Forget hybrids and EVs: Just make cars smaller and lighter?
According to an Oxford Study the best path to decreasing emissions in autos, in the short term, requires a serious decrease in weight and size.
Over the medium term, however, the study finds that hybrid cars, such as the Toyota Prius, offer "significant savings" while helping electric drive trains evolve.
While EVs, plug-in hybrids and fuel cell vehicles offer interesting potential long term, all have serious issues to overcome in the short to medium term, such as raw material availability.
Finally, first generation biofuels offer some localized uses. Second generation biofuels show more promise, but will still probably be constrained by land availability. Algae shows some probability of overcoming the land availability issue, but massive innovations and breakthroughs are still required.
Labels: biofuels, electric cars, Hybrid Vehicles, plug-in hybrid vehicles, toyota prius



6 Comments:
yes.. for each car... just compute the cost per mile to operate it.... and go from there.
if not mistaken.. on the EPA stickers there is also a pollution index - right?
you're buying the whole car - it's design, it's total weight, it's "slickness" ...etc..
all those pieces and parts go together in a package that yields a cost per mile.
How much should it matter if under the hood is a low-polluting conventional ICE or a hybrid or a plug-in?
I think part of what bugs people is that they know that the car - as currently available - is not particularly "green" .. even if it bills itself as having "green" credentials.... it ends up being a little game .. "I'm not green but I'm greener than you".
Having said that.. Hybrids are, in my view, game changing, technology... that got all of us thinking about more changes... kinda wet our appetite!
You're absolutely right about this green game of perception, and about hybrids!
Don't forget hybrids... Celebrate them.
Why? Because now we have more choices than simply going smaller.
What's great about the Prius/Insight/Civic is that they are all full mid-size vehicles with room for 5 passengers, decent trunk space, and lots of features....yet they still get 40 mpg plus.
I never know for sure what people are talking about at these universities. When they say Green House Gases do they mean just CO2 or all green house gases?
Does any one know the OFFICIAL definition of the term? I copied the following from the EPA website.

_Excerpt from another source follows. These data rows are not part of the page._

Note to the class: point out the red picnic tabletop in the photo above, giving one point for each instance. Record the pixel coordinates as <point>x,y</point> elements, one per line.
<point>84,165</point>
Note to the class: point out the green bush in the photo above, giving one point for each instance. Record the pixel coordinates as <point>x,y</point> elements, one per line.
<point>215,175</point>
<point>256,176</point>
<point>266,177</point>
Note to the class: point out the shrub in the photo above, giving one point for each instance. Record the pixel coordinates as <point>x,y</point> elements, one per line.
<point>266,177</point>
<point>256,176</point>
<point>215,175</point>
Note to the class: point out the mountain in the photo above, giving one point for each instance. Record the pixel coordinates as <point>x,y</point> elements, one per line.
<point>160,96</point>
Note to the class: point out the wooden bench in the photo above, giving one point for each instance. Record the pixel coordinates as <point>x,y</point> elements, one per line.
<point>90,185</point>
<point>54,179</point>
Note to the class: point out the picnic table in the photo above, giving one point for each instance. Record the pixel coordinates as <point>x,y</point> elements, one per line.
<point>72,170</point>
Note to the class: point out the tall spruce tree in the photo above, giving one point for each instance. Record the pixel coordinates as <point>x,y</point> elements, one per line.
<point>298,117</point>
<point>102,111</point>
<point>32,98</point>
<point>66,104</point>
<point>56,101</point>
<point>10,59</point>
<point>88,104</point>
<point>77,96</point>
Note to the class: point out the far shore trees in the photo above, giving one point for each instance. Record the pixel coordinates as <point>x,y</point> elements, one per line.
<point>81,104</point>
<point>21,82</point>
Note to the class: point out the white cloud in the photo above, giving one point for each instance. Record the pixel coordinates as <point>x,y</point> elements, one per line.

The United Nations Framework Convention on Climate Change includes the following gasses; carbon dioxide (CO2), methane (CH4), nitrous oxide (N2O), hydrofluorocarbons (HFC), perfluorochemicals (PFC), and sulfur hexafluoride (SF6), as well as other fluorinated gases (e.g., nitrogen trifluoride and hydrofluorinated ethers). These gases are often expressed in metric tons of carbon dioxide equivalent (mtCO2e).
Are there any more? Now don't forget guys and gals, we are all polluters according to the EPA since we breath out CO2 and pass, dare I mention, methane LOL
Oh and of course there is one of my favorites things missing; aerodynamics.
Tom G.
had a 1985 renault encore 3 door ran it for over 150000 miles. factory said it would get 38 city 52 hwy 43 comb. which i did . would get 52+ hwy if you drove it at 55mph. would buy one again if i could. by the way it was the lowest priced car in the usa at the time. galv.-body and electronic ign. car listed at $5500.00 i now have a 2010 civic gets 38 hwy but cost $21000.00 so much for high tech!
tom-
and what is interesting is that they keep finding non-CO2 global warming issues. yet, if it's not related to CO2, nobody really seems to care.
d hepp-
you hear that kind of story a lot. fricken safety standards, etc.
makes you wonder. maybe we should just put a weight limit on all vehicles. make it light enough where so much safety equipment isn't needed.
thus, if you want to produce SUVs, you'll have to use exoctic materials like carbon fiber. you can still give consumers choice, but make them pay for the affect their choice has on the rest of society.